Vamos llenos de cicatrices. Uno podría decir que desde que nacemos estamos sufriendo heridas que cicatrizan. Me gusta cómo se ve la cicatriz, algunas tienen formas simpáticas. El poder de la cicatriz es maravilloso porque te devuelve a ese dolor. De pronto se abre con cualquier cosita: un recuerdo, algo que te encuentras como puede ser un nombre, una canción... entonces, vuelves a recuperar miles de cosas con gran dolor, pero eso está cicatrizado a los diez minutos porque te sientas con alguien y te ríes, eso es el poder metafórico de la cicatriz.

¿Sigue interesada en el teatro?

No, trabajé en teatro porque un compañero de universidad me hizo la invitación a hacer una obra. Siempre me ha gustado lo difícil, entonces hicimos una, luego otra y otra y otra… tenía un elenco de actores a los que podía verle las caras, miraba qué personajes podían encarnar, era una forma de hacer teatro como en los tiempos de Shakespeare: Shakespeare trabajaba directamente con el grupo.

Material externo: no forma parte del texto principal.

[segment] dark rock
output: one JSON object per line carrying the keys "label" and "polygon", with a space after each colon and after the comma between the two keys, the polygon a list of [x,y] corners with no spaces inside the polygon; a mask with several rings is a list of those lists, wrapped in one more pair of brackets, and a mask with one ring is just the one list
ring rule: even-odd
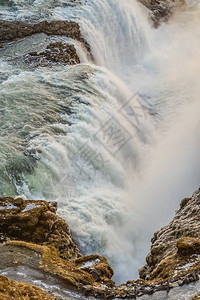
{"label": "dark rock", "polygon": [[79,25],[72,21],[43,21],[34,25],[0,20],[0,41],[23,38],[36,33],[47,35],[63,35],[82,43],[91,55],[90,46],[82,37]]}
{"label": "dark rock", "polygon": [[155,27],[168,21],[177,9],[185,6],[184,0],[139,0],[139,2],[150,10]]}
{"label": "dark rock", "polygon": [[31,52],[24,58],[25,62],[34,67],[52,66],[62,63],[64,65],[76,65],[80,59],[74,45],[56,42],[49,44],[43,52]]}

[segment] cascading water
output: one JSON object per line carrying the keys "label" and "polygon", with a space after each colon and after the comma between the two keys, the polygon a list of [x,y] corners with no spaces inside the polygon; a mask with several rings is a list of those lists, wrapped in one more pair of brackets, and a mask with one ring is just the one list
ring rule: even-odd
{"label": "cascading water", "polygon": [[[95,64],[78,44],[73,67],[1,59],[0,191],[57,200],[80,249],[121,282],[199,184],[200,9],[153,29],[134,0],[65,2],[31,1],[29,18],[79,22]],[[5,1],[5,18],[26,20],[26,5]]]}

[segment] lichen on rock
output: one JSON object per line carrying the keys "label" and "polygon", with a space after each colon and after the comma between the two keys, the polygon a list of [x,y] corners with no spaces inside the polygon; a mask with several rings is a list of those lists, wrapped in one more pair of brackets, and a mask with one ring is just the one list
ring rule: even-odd
{"label": "lichen on rock", "polygon": [[0,241],[51,245],[62,258],[80,257],[68,224],[56,215],[56,210],[55,202],[0,198]]}
{"label": "lichen on rock", "polygon": [[192,270],[192,266],[194,270],[199,269],[199,216],[200,190],[197,190],[181,202],[172,222],[154,234],[147,263],[140,269],[141,278],[167,278]]}
{"label": "lichen on rock", "polygon": [[17,282],[4,275],[0,275],[0,299],[56,300],[57,298],[47,295],[43,290],[36,286],[24,282]]}

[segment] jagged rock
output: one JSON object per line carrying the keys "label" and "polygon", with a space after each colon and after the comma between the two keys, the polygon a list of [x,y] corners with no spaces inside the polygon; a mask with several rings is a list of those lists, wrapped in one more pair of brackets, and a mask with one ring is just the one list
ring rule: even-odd
{"label": "jagged rock", "polygon": [[81,257],[56,209],[55,202],[0,198],[0,270],[20,265],[43,270],[66,289],[113,297],[113,270],[107,259],[97,254]]}
{"label": "jagged rock", "polygon": [[155,27],[168,21],[177,9],[185,6],[184,0],[139,0],[139,2],[151,11],[150,17]]}
{"label": "jagged rock", "polygon": [[200,240],[191,237],[182,237],[177,241],[179,255],[200,254]]}
{"label": "jagged rock", "polygon": [[198,263],[197,255],[194,254],[199,253],[199,218],[200,190],[197,190],[191,198],[181,202],[173,221],[154,234],[151,252],[146,258],[147,264],[139,272],[141,278],[166,278],[173,275],[177,264],[183,269],[184,264]]}
{"label": "jagged rock", "polygon": [[8,41],[23,38],[36,33],[47,35],[64,35],[83,44],[85,49],[91,54],[90,46],[82,37],[79,24],[72,21],[43,21],[34,25],[23,24],[0,20],[0,41]]}
{"label": "jagged rock", "polygon": [[34,67],[52,66],[54,63],[75,65],[80,59],[74,45],[56,42],[49,44],[42,52],[32,52],[25,56],[25,62]]}
{"label": "jagged rock", "polygon": [[[43,270],[62,282],[65,288],[75,288],[79,292],[97,297],[100,297],[109,285],[115,286],[110,280],[113,274],[111,267],[106,258],[99,255],[68,261],[62,259],[54,247],[8,241],[0,245],[0,257],[0,270],[20,265],[38,270],[38,272]],[[91,268],[101,270],[101,276],[97,281],[91,275]]]}
{"label": "jagged rock", "polygon": [[40,288],[24,282],[17,282],[0,275],[0,299],[43,299],[56,300],[43,292]]}
{"label": "jagged rock", "polygon": [[114,272],[104,256],[98,254],[86,255],[76,259],[74,262],[78,268],[90,273],[95,281],[109,282],[112,285],[113,282],[110,279]]}
{"label": "jagged rock", "polygon": [[65,259],[60,258],[54,247],[40,246],[22,241],[8,241],[0,245],[0,269],[13,265],[26,265],[64,280],[66,284],[79,287],[79,283],[93,284],[92,275]]}
{"label": "jagged rock", "polygon": [[68,224],[56,215],[57,203],[0,198],[0,241],[51,245],[65,259],[81,256]]}

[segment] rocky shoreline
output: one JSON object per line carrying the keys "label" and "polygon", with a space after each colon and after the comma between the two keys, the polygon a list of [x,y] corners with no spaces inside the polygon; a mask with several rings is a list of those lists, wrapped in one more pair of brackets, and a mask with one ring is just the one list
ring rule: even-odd
{"label": "rocky shoreline", "polygon": [[[16,63],[20,58],[27,66],[33,68],[52,67],[58,64],[79,64],[80,58],[73,44],[62,41],[51,42],[51,37],[59,36],[78,41],[86,52],[88,59],[93,61],[90,46],[83,38],[78,23],[72,21],[43,21],[30,25],[21,22],[0,20],[0,50],[4,54],[4,49],[7,47],[9,41],[15,41],[17,45],[18,41],[38,34],[44,34],[44,36],[49,37],[49,44],[44,50],[37,51],[34,49],[34,51],[24,53],[21,56],[18,55],[18,57],[11,54],[9,61]],[[34,46],[34,43],[32,46]]]}
{"label": "rocky shoreline", "polygon": [[[0,274],[26,266],[27,270],[54,276],[67,290],[100,299],[135,299],[158,291],[169,292],[200,278],[200,189],[181,202],[169,225],[154,234],[140,278],[120,286],[112,281],[114,271],[105,257],[81,255],[69,226],[56,215],[56,209],[54,202],[0,198]],[[3,275],[2,295],[11,297],[15,289],[19,295],[23,293],[26,283]],[[31,293],[46,293],[37,285],[27,286],[25,290],[31,291],[27,299],[39,299]],[[65,299],[53,292],[45,297]]]}

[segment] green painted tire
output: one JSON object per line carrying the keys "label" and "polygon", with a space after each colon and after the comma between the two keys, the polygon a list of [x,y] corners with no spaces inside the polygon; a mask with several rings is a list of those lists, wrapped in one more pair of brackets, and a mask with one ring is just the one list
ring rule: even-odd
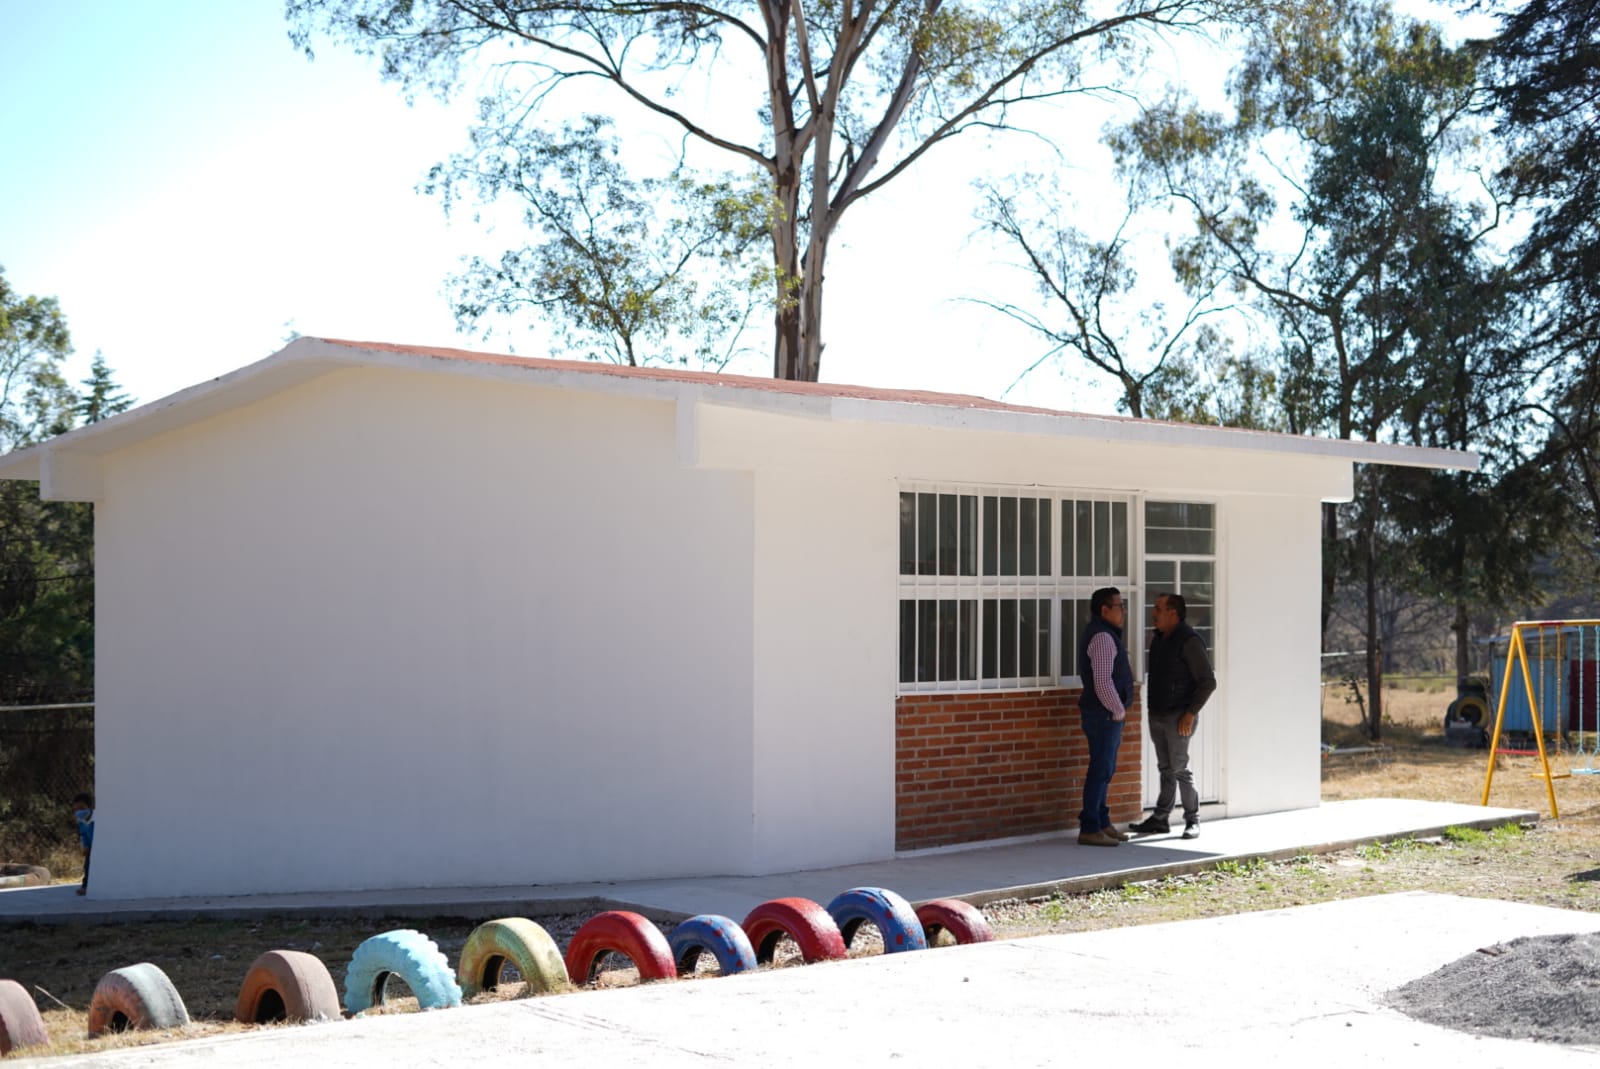
{"label": "green painted tire", "polygon": [[500,983],[500,967],[508,961],[522,974],[524,995],[572,990],[561,950],[550,933],[525,917],[502,917],[485,921],[467,936],[456,965],[461,997],[493,991]]}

No obstante, me parece muy difícil la labor del dramaturgo. Es una labor de síntesis enorme, pero además no puedes caer en el costumbrismo de la conversación como en las telenovelas. La palabra tiene una potencia distinta, tienes que mostrar la hondura de las acciones y de los sentimientos, imagínate semejante tarea. Luego lo que tú hiciste necesita de todo un aparato porque eres parte chiquita de un todo. Entonces, el director decide que lo que tú pensaste que fuera dicho de manera grave, lo digan riendo. Además, si los actores no están a la altura de tu texto, tú empiezas a sufrir allá sentada. La poesía y la prosa tienen la felicidad de la soledad. Tú eres responsable de lo que haces de cabo a rabo… y estás en tu casita, no tienes que ir al montaje, mirar si esto sí es así, decirle al director observaciones. Soy muy poco grupal. Nunca he militado en nada por más que comparta las ideas de alguien. Cada vez soy menos social.

¿Hay otro tema que por el momento le atraiga para la escritura?

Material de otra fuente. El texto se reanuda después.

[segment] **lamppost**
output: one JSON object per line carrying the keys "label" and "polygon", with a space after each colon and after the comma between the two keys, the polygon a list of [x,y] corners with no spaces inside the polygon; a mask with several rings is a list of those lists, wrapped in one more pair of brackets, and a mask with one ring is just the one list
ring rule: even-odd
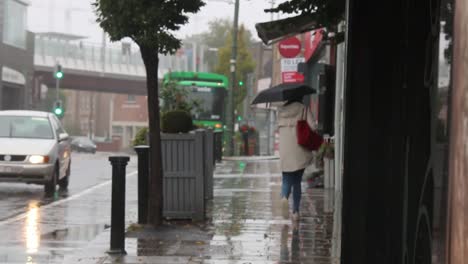
{"label": "lamppost", "polygon": [[[210,0],[213,2],[232,3],[232,0]],[[239,27],[239,0],[234,2],[234,23],[232,31],[232,53],[230,64],[231,80],[228,90],[228,102],[226,107],[226,131],[225,131],[225,151],[227,156],[234,154],[234,89],[236,88],[236,67],[237,67],[237,32]]]}
{"label": "lamppost", "polygon": [[236,88],[236,66],[237,66],[237,31],[239,24],[239,0],[236,0],[234,7],[234,25],[232,31],[232,54],[230,63],[231,82],[228,91],[228,104],[226,112],[226,154],[234,154],[234,89]]}

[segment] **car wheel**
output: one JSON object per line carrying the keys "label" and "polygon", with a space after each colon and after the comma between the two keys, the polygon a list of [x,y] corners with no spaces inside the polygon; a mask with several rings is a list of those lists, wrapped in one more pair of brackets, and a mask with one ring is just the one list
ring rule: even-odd
{"label": "car wheel", "polygon": [[65,177],[59,180],[58,184],[60,189],[66,190],[68,188],[68,183],[70,181],[70,169],[71,168],[71,161],[70,164],[68,164],[67,172],[65,173]]}
{"label": "car wheel", "polygon": [[52,175],[52,179],[50,179],[44,185],[44,192],[47,196],[52,196],[55,193],[55,187],[57,186],[57,178],[58,178],[58,168],[54,169],[54,174]]}

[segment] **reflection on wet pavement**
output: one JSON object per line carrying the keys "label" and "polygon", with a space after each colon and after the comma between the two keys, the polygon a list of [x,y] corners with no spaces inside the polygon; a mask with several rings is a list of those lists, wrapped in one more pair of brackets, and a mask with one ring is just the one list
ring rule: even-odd
{"label": "reflection on wet pavement", "polygon": [[[101,166],[104,167],[102,171],[108,171],[109,162],[104,157],[101,159]],[[89,172],[92,170],[88,168]],[[133,170],[134,163],[130,164],[128,172]],[[94,179],[86,181],[86,177],[92,178],[93,174],[74,176],[76,181],[78,177],[83,177],[84,182],[74,185],[70,194],[57,191],[51,198],[44,198],[42,186],[1,185],[1,193],[9,195],[5,197],[6,201],[1,201],[1,212],[8,210],[8,206],[15,206],[17,210],[21,209],[21,203],[26,206],[21,214],[0,221],[0,263],[75,263],[69,261],[70,257],[109,228],[110,184],[101,182],[95,184],[92,190],[77,193],[83,191],[79,186],[92,184]],[[136,202],[136,175],[127,178],[127,201]],[[132,219],[136,212],[129,208],[127,215]]]}
{"label": "reflection on wet pavement", "polygon": [[40,231],[38,230],[39,208],[36,201],[29,204],[26,217],[26,253],[37,253],[40,242]]}
{"label": "reflection on wet pavement", "polygon": [[128,255],[103,263],[339,263],[336,192],[304,185],[301,219],[294,223],[282,216],[280,187],[277,161],[224,162],[208,223],[134,232]]}
{"label": "reflection on wet pavement", "polygon": [[[126,223],[136,222],[136,177],[127,177]],[[24,218],[0,222],[0,263],[339,263],[341,198],[303,186],[301,219],[281,210],[276,160],[218,164],[207,222],[169,222],[127,235],[110,257],[110,186],[66,202],[31,201]],[[72,196],[73,197],[73,196]],[[3,223],[3,224],[2,224]]]}

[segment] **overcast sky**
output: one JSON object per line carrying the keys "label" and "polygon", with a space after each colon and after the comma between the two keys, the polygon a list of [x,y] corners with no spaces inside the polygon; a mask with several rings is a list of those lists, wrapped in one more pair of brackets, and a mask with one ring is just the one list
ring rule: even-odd
{"label": "overcast sky", "polygon": [[[277,3],[285,0],[276,0]],[[33,32],[68,32],[89,37],[91,42],[101,42],[102,30],[95,23],[91,0],[31,0],[28,9],[29,30]],[[206,0],[206,6],[190,17],[190,22],[178,33],[179,37],[200,33],[215,18],[234,15],[234,5],[229,0]],[[270,20],[271,14],[263,12],[271,7],[271,0],[240,0],[239,22],[244,23],[256,36],[255,23]],[[68,10],[68,11],[67,11]],[[69,19],[67,19],[69,14]],[[68,22],[67,22],[68,20]]]}

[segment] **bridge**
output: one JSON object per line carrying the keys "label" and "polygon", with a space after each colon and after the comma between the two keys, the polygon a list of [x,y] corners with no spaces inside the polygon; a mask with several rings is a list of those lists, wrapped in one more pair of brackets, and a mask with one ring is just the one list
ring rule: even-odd
{"label": "bridge", "polygon": [[[186,55],[159,58],[159,77],[169,70],[190,70]],[[53,72],[62,65],[64,89],[146,95],[146,72],[135,45],[121,42],[106,46],[85,42],[85,38],[62,33],[36,33],[34,78],[55,87]]]}

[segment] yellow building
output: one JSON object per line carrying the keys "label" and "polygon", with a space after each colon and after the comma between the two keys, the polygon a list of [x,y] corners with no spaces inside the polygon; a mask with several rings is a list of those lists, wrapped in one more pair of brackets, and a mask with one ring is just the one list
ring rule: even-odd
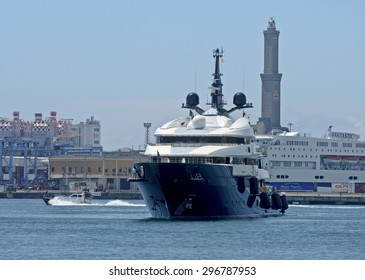
{"label": "yellow building", "polygon": [[140,155],[52,156],[48,175],[70,189],[134,190],[134,184],[127,179],[133,176],[133,162],[140,158]]}

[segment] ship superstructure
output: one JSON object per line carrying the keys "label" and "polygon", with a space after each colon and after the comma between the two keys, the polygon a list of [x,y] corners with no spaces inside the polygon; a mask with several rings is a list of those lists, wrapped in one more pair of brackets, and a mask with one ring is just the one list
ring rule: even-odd
{"label": "ship superstructure", "polygon": [[365,192],[365,141],[355,133],[323,137],[283,132],[257,136],[270,183],[282,191]]}

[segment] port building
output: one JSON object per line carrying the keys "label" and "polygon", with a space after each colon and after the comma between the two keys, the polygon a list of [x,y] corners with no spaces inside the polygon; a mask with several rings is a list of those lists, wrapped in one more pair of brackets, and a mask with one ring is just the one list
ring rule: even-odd
{"label": "port building", "polygon": [[85,122],[57,119],[57,112],[33,120],[0,118],[0,185],[28,185],[47,178],[48,158],[56,155],[101,155],[101,124],[92,116]]}
{"label": "port building", "polygon": [[127,148],[102,156],[51,156],[48,175],[57,185],[71,190],[134,190],[134,184],[127,179],[134,176],[133,163],[142,157],[138,151]]}

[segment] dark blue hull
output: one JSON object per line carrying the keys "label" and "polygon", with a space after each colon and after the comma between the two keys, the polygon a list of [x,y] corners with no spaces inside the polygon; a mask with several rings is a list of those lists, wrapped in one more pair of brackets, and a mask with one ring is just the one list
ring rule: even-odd
{"label": "dark blue hull", "polygon": [[268,213],[260,208],[258,196],[239,187],[230,166],[138,163],[135,168],[137,186],[154,218],[220,219]]}

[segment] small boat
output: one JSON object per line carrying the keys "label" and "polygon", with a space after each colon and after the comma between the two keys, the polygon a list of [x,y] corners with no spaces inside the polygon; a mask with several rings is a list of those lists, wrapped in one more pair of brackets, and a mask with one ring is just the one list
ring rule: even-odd
{"label": "small boat", "polygon": [[91,203],[91,198],[92,195],[89,192],[83,191],[81,193],[73,193],[69,196],[69,199],[71,202],[73,203],[77,203],[77,204],[90,204]]}
{"label": "small boat", "polygon": [[344,164],[357,164],[359,162],[359,158],[358,157],[343,157],[342,158],[342,163]]}
{"label": "small boat", "polygon": [[[54,198],[56,198],[56,196],[54,194],[48,194],[48,192],[43,195],[43,201],[47,205],[52,205],[50,200]],[[60,196],[59,198],[75,204],[91,204],[92,195],[88,191],[83,191],[81,193],[73,193],[70,196]]]}
{"label": "small boat", "polygon": [[101,192],[93,192],[93,193],[91,193],[91,196],[93,198],[101,198]]}
{"label": "small boat", "polygon": [[340,156],[325,156],[323,161],[326,164],[339,164],[341,163],[342,158]]}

Le pasé a Visor, que es mi editor, un libro que se llama Los hombres de mi vida, porque cada vez me interesa más el machismo, cobré conciencia de lo terrible que es. Empecé a trabajar en esta novela del micromaltrato porque, claro, hay mujeres a las que las asesinan, pero también está el micromaltrato al que estamos sometidas permanentemente por la pareja, por el señor del taller que no te mira cuando te habla.

Los hombres de mi vida tiene una doble connotación. Daniel, mi hijo, fue uno de los hombres de mi vida, pero también es una forma irónica de hablar de todos esos hombres que han estado en la vida de una, que son unos maltratadores a su manera, el tipo que te calla o el tipo que dice la última palabra. El tema me interesa mucho, es un libro con 35 poemas y que tardé doce años escribiéndolo.

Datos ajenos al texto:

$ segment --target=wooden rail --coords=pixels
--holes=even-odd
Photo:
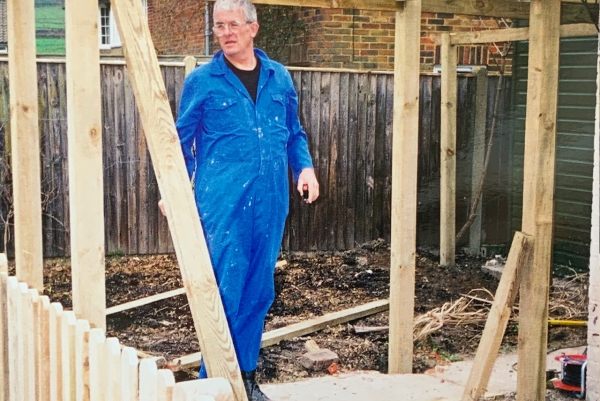
[[[0,259],[3,259],[0,254]],[[223,378],[175,383],[170,370],[0,272],[0,401],[232,401]]]

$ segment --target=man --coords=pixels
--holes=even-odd
[[[263,401],[255,370],[289,209],[288,163],[307,203],[319,184],[291,77],[254,49],[251,0],[217,0],[213,19],[221,50],[186,79],[177,129],[248,398]]]

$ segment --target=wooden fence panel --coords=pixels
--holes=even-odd
[[[154,358],[138,362],[135,349],[0,272],[0,401],[170,401],[174,386]]]
[[[176,66],[162,69],[169,103],[176,112],[184,69]],[[38,63],[46,257],[66,256],[70,251],[65,74],[64,63]],[[166,219],[157,208],[160,194],[127,70],[119,64],[102,64],[101,77],[107,254],[172,252]],[[389,239],[392,74],[303,69],[292,71],[292,78],[321,184],[321,199],[307,206],[300,200],[295,186],[290,186],[284,249],[350,249],[376,238]],[[466,218],[467,203],[463,199],[470,197],[470,186],[466,183],[471,175],[468,164],[471,156],[467,144],[472,140],[474,82],[474,77],[459,78],[457,228]],[[496,82],[497,78],[490,78],[489,102],[494,100]],[[10,184],[10,176],[2,170],[8,140],[5,135],[8,109],[4,105],[7,93],[6,63],[0,62],[0,185]],[[507,105],[507,98],[503,99],[502,106]],[[439,77],[421,76],[417,240],[420,246],[433,248],[439,241],[439,102]],[[488,110],[492,106],[489,104]],[[491,118],[488,113],[488,125]],[[508,135],[498,135],[497,149],[508,149],[505,145],[509,141]],[[509,182],[502,178],[510,171],[508,158],[497,160],[488,172],[489,177],[494,177],[486,186],[490,193],[498,193],[498,185]],[[508,192],[507,187],[502,193]],[[2,191],[0,217],[4,217],[8,205],[1,195]],[[490,202],[489,207],[486,202]],[[484,219],[483,232],[491,233],[494,242],[509,240],[505,203],[508,203],[507,196],[493,196],[489,201],[484,196],[484,214],[491,218]],[[503,216],[506,219],[503,220]],[[2,237],[3,231],[0,218]],[[10,237],[8,242],[12,252]]]

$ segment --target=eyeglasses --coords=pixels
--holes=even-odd
[[[227,31],[227,29],[229,29],[229,32],[231,33],[237,33],[239,32],[240,28],[244,25],[248,25],[251,24],[252,21],[245,21],[245,22],[239,22],[239,21],[231,21],[231,22],[217,22],[214,26],[213,26],[213,32],[215,33],[215,35],[217,36],[223,36],[225,35],[225,32]]]

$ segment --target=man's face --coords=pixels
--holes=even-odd
[[[248,23],[241,8],[218,10],[214,14],[213,32],[223,53],[235,58],[253,51],[258,23]]]

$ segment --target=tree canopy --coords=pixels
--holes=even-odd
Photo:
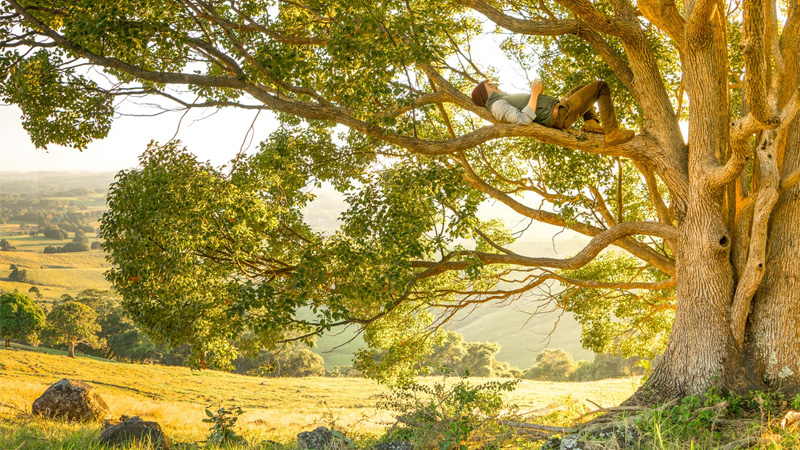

Otro tema que siempre me ha interesado son los migrantes, pero no había tenido un tema para la poesía y de pronto se me reveló, estoy escribiendo un libro que se va a llamar El arte de viajar que tiene que ver con la forma que ahora la gente viaja, en aviones donde nos meten como pollos o ir en cruceros, bajarse tres horas y decir que conocí Copenhague. Eso es una forma de viajar despiadada y aterradora.